Crop raster data with rioxarray and geopandas

Last updated on 2023-08-14 | Edit this page

Overview

Questions

  • How can I crop my raster data to the area of interest?

Objectives

  • Crop raster data with a bounding box.
  • Crop raster data with a polygon.
  • Match two raster datasets in different CRS.

It is quite common that the raster data you have in hand is too large to process, or not all the pixels are relevant to your area of interest (AoI). In both situations, you should consider cropping your raster data before performing data analysis.

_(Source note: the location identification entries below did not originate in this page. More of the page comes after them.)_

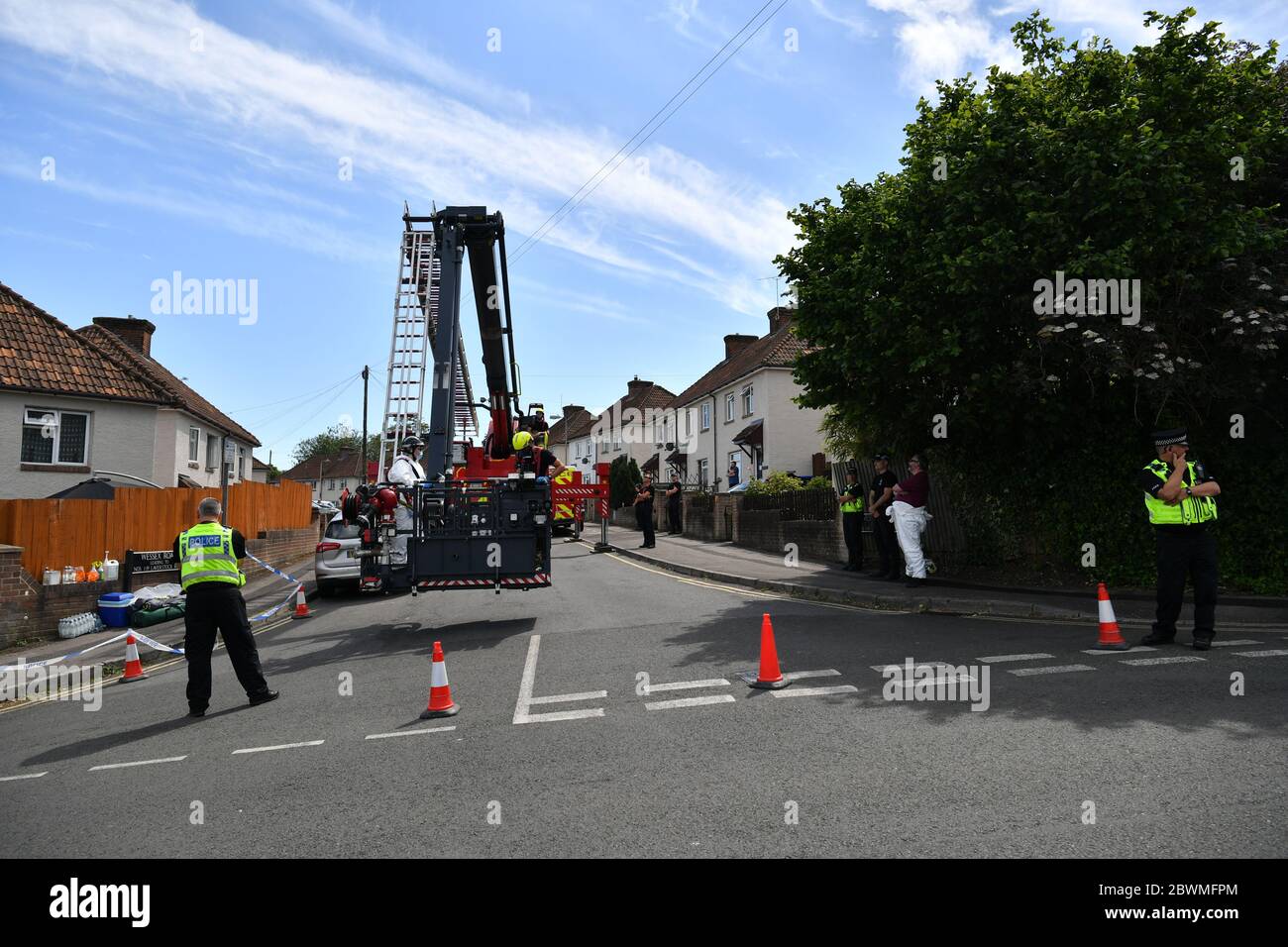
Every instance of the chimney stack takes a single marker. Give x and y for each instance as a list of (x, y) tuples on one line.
[(134, 333), (737, 343), (781, 316)]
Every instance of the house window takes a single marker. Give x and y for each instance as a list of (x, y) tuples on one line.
[(54, 437)]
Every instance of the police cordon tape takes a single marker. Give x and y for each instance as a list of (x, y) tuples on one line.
[(156, 646)]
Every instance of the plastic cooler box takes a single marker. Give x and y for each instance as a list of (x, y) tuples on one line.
[(115, 608)]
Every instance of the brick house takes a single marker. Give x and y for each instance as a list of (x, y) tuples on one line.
[(78, 401), (636, 425), (742, 412), (329, 476), (572, 441)]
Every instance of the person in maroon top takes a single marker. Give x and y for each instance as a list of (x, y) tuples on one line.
[(910, 518)]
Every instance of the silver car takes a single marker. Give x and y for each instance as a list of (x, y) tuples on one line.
[(336, 562)]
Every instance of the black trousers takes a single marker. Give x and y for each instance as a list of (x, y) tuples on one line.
[(853, 526), (1190, 552), (888, 547), (644, 517), (218, 607)]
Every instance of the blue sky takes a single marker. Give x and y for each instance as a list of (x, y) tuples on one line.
[(223, 162)]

In this episode, we will introduce how to crop raster data into the desired area. We will use one Sentinel-2 image over Amsterdam as the example raster data, and introduce how to crop your data to different types of AoIs.

Introduce the Data

We will use the results of the satellite image search: search.json, which is generated in an exercise from Episode 5: Access satellite imagery using Python.

If you would like to work with the data for this lesson without downloading data on-the-fly, you can download the raster data using this link. Save the geospatial-python-raster-dataset.tar.gz file in your current working directory, and extract the archive file by double-clicking on it or by running the following command in your terminal tar -zxvf geospatial-python-raster-dataset.tar.gz. Use the file geospatial-python-raster-dataset/search.json (instead of search.json) to get started with this lesson.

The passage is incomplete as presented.